2015
Segnali di vita
Dopo il pari, molto particolare, maturato contro il Verona le strade da seguire possono essere due: da un lato il disfattismo generato dalla rabbia per l’ennesima vittoria mancata, dall’altro la voglia di pensare ancora positivo nonostante le difficoltà dettate dalla classifica sempre più corta e dal momento non certo brillantissimo della stagione, sicuramente il momento più delicato e spigoloso. Il tutto a cinque giornate dalla fine e con la corsa all’Europa che somiglia a un thriller: Genoa a -1, Fiorentina a -2, Torino e Inter a -3. C’è posto per due, a caccia del posto ci andranno in cinque, fino alla fine. Io allora suggerisco solo una cosa: inutile ora lasciarsi andare, inutile sbuffare anche laddove si avrebbe ragione, giusto piuttosto fare quadrato e limitarsi a guardare solo ed esclusivamente dentro le mura di casa propria. Lo dico soprattutto a margine di un 1-1 strano, ripeto, in cui non ho visto fuochi d’artificio ma neppure un gruppo privo di fame. E allora credo sia giusto ripartire da qui.
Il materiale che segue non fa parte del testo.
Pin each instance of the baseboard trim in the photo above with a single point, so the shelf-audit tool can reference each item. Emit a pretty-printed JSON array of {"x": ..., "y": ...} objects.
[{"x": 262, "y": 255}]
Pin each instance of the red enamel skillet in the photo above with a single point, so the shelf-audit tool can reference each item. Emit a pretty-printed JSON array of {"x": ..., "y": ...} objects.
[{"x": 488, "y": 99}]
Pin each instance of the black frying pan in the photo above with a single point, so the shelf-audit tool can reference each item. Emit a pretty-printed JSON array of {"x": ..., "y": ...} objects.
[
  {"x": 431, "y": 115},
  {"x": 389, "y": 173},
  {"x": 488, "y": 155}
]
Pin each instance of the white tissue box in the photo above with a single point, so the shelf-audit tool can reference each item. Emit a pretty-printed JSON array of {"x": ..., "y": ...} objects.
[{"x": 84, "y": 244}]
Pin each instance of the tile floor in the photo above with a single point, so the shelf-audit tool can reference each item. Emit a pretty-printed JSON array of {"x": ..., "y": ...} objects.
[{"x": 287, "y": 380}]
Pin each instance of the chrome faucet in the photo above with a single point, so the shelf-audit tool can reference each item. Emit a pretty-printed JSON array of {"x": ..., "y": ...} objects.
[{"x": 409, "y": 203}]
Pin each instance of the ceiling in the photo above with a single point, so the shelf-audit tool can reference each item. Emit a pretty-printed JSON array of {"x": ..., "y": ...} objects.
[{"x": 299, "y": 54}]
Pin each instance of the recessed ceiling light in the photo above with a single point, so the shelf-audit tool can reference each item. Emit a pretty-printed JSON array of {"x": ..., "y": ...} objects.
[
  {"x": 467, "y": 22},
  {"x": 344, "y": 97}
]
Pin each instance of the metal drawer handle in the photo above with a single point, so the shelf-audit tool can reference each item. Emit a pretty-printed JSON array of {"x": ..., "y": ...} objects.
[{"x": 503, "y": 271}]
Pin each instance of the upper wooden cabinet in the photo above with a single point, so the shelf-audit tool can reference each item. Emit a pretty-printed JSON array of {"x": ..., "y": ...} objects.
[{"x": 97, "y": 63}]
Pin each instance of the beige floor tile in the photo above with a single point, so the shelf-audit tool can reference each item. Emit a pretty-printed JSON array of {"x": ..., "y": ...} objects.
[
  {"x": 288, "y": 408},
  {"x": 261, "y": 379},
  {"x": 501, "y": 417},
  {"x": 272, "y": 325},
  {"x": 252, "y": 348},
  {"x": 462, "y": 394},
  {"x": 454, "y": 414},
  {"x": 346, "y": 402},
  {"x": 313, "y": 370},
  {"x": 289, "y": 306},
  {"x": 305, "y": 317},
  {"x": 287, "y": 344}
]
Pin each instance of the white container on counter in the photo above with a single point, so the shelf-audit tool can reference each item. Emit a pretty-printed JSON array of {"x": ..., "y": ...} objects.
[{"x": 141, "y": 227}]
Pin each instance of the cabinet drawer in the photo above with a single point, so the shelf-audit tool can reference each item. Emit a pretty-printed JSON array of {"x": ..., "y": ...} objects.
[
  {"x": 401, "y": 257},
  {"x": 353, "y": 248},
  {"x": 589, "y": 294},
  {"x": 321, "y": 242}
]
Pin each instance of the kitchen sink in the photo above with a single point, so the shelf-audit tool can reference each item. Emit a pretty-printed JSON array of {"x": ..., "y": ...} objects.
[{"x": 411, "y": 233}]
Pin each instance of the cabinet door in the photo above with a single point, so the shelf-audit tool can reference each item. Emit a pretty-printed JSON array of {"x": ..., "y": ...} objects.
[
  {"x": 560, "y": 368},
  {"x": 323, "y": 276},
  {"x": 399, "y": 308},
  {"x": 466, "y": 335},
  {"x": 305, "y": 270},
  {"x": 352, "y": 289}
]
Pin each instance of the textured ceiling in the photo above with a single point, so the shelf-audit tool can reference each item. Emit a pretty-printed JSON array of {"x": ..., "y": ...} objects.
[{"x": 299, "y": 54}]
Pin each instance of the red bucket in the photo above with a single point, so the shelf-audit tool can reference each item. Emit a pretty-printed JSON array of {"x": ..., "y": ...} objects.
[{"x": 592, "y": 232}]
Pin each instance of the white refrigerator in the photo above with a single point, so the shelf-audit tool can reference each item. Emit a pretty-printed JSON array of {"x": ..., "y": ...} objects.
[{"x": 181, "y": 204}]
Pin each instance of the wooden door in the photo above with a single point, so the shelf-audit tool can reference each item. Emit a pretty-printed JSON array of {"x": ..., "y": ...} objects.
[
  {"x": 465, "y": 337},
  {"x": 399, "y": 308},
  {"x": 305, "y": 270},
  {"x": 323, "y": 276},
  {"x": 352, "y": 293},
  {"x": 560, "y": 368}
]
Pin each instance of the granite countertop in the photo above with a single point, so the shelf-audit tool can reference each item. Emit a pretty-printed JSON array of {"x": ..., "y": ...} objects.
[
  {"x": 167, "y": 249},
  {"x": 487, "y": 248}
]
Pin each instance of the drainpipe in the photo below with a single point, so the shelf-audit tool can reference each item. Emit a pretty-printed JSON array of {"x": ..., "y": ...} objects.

La Sampdoria purtroppo, è qui la nota maggiormente dolente, si è fatta di nuovo male da sola. Parlo dell’ingenuità di Acquah che ha costretto in 10 la squadra per quasi un tempo di gioco, parlo della gestione ingenua dell’1-0 sudato e meritato ma poi gettato al vento in un attimo, parlo anche di alcune scelte non totalmente condivisibili da parte di Mihajlovic. In mezzo però ci sta pure un bel pò di mala sorte, a questo giro: arbitraggio così così, un paio di situazioni in area di rigore ospite su Regini e De Silvestri da rivedere, gli avversari pronti a punirti al minimo errore. Insomma non gira neppure bene, diciamocelo. Ecco che il momento continua ad essere molto delicato.
I rimedi per uscire dalle sabbie mobili non sono moltissimi, specie dopo aver perso l’uomo probabilmente più importante, cioè Eder. L’altro dato lampante è rappresentato dalla condizione fisica: la Samp su questo fronte è in svantaggio rispetto alle antagoniste, forse più vicina alla Fiorentina (spremuta dalle coppe) e all’Inter (in rimonta, vero, ma datemi la metà della buona sorte dei nerazzurri e si lotterebbe ancora per la Champions) ma comunque visibilmente sulle gambe. Che fare? Ad oggi servono scelte coraggiose, dettate in primis proprio da valutazioni di tipo psico-fisico: chi sta meglio gioca, punto. Magari anche senza badare al fioretto e cercando il più possibile di sferrare gli ultimi affondi di spada. Per fare nomi e cognomi: Obiang e Duncan corrono, Eto’o e Muriel possono spostare le partite anche se a ritmi non elevati (dal colombiano mi aspetto di più, comunque), Bergessio a gara in corso lotta. A cinque turni dal traguardo credo non si possa prescindere da loro, o almeno dal loro impiego nei tempi giusti. Esperimenti del tecnico e applausi ironici al pubblico da parte dei giocatori non servono a nulla. Più chiaro di così.
In tanti diranno che si è già buttato via troppo. Comprendo la rabbia e sono il primo che ha sempre sottolineato il calo preoccupante e la confusione infruttuosa di Sinisa, specie alla voce “cosa voglio fare da grande?”. Eppure analizzo il presente e dico che crederci sempre è l’unica cosa sensata, oggi, anche andando mezzo centimetro più in là: la Juve è durissima, dentro un turno che sulla carta può agevolare le altre squadre. Tradotto: o si spinge per l’impresa, con coraggio e senza fronzoli, o tra quattro giorni si è qui a imprecare facendo ancor più rumore. E oggi a questa Samp il baccano serve davvero a poco. Piuttosto serve lottare. Perché la lotta è di quelle durissime.